The path for immigration reform has not only been a twisted one; it has had more stop and go lights than Fifth Avenue from lower Manhattan to Harlem. Before you finish reading the next paragraph the light is likely to change, so making any predictions about the outlook for comprehensive—or not so comprehensive—reform is rolling the dice at best.
Immigration policy and the laws that implement it have been one of the most contentious subjects of debate for at least a century: restrictive limits on immigration based on race and ethnic origin in the 1920s; the bracero program of the 1940s and ’50s, which was designed to assure an adequate labor supply for agriculture; the surge of Vietnam refugees in the 1970s; two different but failed attempts to resolve the flow of illegal immigrants in the 1980s and ’90s; through today’s ongoing controversy over sealing the border or providing legal status to those who came here illegally. These debates have always engendered strong emotional reactions on all sides.
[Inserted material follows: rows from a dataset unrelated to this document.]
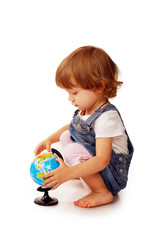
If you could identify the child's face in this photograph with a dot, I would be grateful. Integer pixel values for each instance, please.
(85, 100)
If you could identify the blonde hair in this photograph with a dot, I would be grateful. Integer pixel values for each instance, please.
(92, 68)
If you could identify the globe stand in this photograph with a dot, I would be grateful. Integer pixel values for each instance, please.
(46, 200)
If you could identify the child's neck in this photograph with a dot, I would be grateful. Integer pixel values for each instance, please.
(90, 112)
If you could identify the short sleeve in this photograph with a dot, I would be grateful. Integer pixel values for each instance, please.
(109, 124)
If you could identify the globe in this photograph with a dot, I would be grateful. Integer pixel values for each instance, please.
(43, 163)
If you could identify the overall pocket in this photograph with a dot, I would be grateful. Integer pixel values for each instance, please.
(118, 168)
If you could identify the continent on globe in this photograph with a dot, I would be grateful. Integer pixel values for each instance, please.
(43, 163)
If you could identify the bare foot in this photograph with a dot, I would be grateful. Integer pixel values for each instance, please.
(94, 199)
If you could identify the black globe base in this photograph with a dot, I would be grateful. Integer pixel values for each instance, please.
(46, 200)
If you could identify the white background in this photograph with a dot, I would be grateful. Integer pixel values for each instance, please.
(34, 37)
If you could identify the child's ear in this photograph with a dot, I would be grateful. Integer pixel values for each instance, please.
(101, 87)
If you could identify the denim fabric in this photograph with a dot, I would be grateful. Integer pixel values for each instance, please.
(115, 175)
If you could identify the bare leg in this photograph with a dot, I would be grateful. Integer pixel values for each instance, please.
(74, 153)
(99, 195)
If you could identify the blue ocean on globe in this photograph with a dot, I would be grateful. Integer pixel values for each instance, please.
(43, 163)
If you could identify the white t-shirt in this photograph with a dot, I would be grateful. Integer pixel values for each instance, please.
(109, 124)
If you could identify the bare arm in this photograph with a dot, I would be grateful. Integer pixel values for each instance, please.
(87, 168)
(97, 163)
(46, 144)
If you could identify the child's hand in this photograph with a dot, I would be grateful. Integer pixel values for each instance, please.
(46, 144)
(57, 176)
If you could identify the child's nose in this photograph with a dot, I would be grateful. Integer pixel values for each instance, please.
(70, 98)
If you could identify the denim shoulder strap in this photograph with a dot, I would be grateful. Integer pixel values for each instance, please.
(98, 112)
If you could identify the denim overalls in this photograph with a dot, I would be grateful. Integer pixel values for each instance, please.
(115, 174)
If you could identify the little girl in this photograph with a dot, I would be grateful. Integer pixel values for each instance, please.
(96, 146)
The current debate centers on the four pillars of reform acknowledged by most participants as issues that must be addressed. First, is the question of securing our borders. How do we physically secure the border? What are the benchmarks that must be achieved in order to trigger other parts of the reform process? How do we design a system to know if people who enter the country legally are leaving at the end of their permitted visa stay?
Second, there is the issue of work visas. How many workers should be permitted to enter the country each year? Should it rise or fall with economic conditions or should the number be fixed? Should there be separate categories for high skilled and low skilled worker visas?
Third is the difficult task of constructing a system that will ensure that every person who takes a job is either a citizen, permanent resident, or has one of the work required work visas. Non-discriminatory implementation of the system is probably even more difficult than its design.
Finally, there is the elephant in the room: What do we do about the roughly ten million persons who are in the country today in a non-legal status—people who either entered illegally or came with a legal visa but then simply stayed beyond the expiration of that visa. Should they be given legal status? Can that legal status be converted into citizenship, or do they remain in permanent limbo—legally in the United States, but never eligible for citizenship?
For each of these questions, there are scores, if not hundreds, of other sub-questions we must resolve. It is hard to find in the annals of legislative proposals of the past fifty years an issue as complex or daunting as immigration. Overlaying the technical challenges of drafting legislation are emotions that run the gamut from those who believe it is a simple matter of fairness to those who insist it is a matter of the rule of law and who believe that persons who are here illegally should not be rewarded with legal status of any sort.
There is still another layer on top of all this: the politics of immigration. Both proponents and opponents of reform acknowledge the fact that the United States is rapidly becoming a country where the majority of persons residing here will claim minority status: Native Americans, Hispanics, African-Americans, Asians. But the fastest growing of these groups is the Hispanic population, and that poses special problems for Republicans, who rightly fear losing any political traction with this population if they oppose immigration for its members.
Over the past several years we have witnessed open conflict between these two factions within the Republican Party. The Republican-dominated House introduces omprehensive reform legislation in 2005, but it came at a time when anxiety about the flood of illegal immigrants was at its peak. The legislation was never considered. Two years later, the Senate came within one vote of getting the necessary number to pass a similar comprehensive piece of legislation introduced by Senators McCain and Kennedy. With the passing of another election, Democrats were in control of the House, Senate, and White House, but still could not pass a comprehensive reform bill.
Since taking back the House in 2010, Republicans have grappled with the issue, while the Senate managed to pass an imperfect but nonetheless comprehensive approach to the issue in 2013. Only weeks ago, the Speaker of the House signaled that this was going to be a legislative priority for the House in 2014 by hiring a well-known expert on immigration policy to shepherd the issue through the House. Then, at their “retreat” in late January, House Republicans adopted a set of principles (they insist on referring to them as “standards”) that seemed to put them squarely on the path to adopting not one but a number of individual bills that would incorporate all the key elements of reform. Less than a week later, however, the Speaker seemed to dash the hopes of reform advocates by saying at his daily news conference that immigration reform would likely not be brought up in 2014.
So, what is going on? Was this a tactical move to get more leverage with the White House or with the Senate? Did the Speaker hear from the rank and file strong objections to the standards their own caucus adopted a few days earlier? Or did the leadership decide it was unwise to introduce such a controversial issue into the political mix when hammering away on Obamacare seemed to be the winning issue heading into this fall’s midterm elections.
Most likely, it was a combination of all these factors that led to the decision to lay immigration aside for the current session of Congress. At least, that is what it looks like this week on Capitol Hill. But the issue isn’t going to go away. One thing is certain. Until the immigration question is dealt with, millions of immigrants and Americans—workers and employers—will be stuck in the crosswalk, wondering if the traffic light is red or green.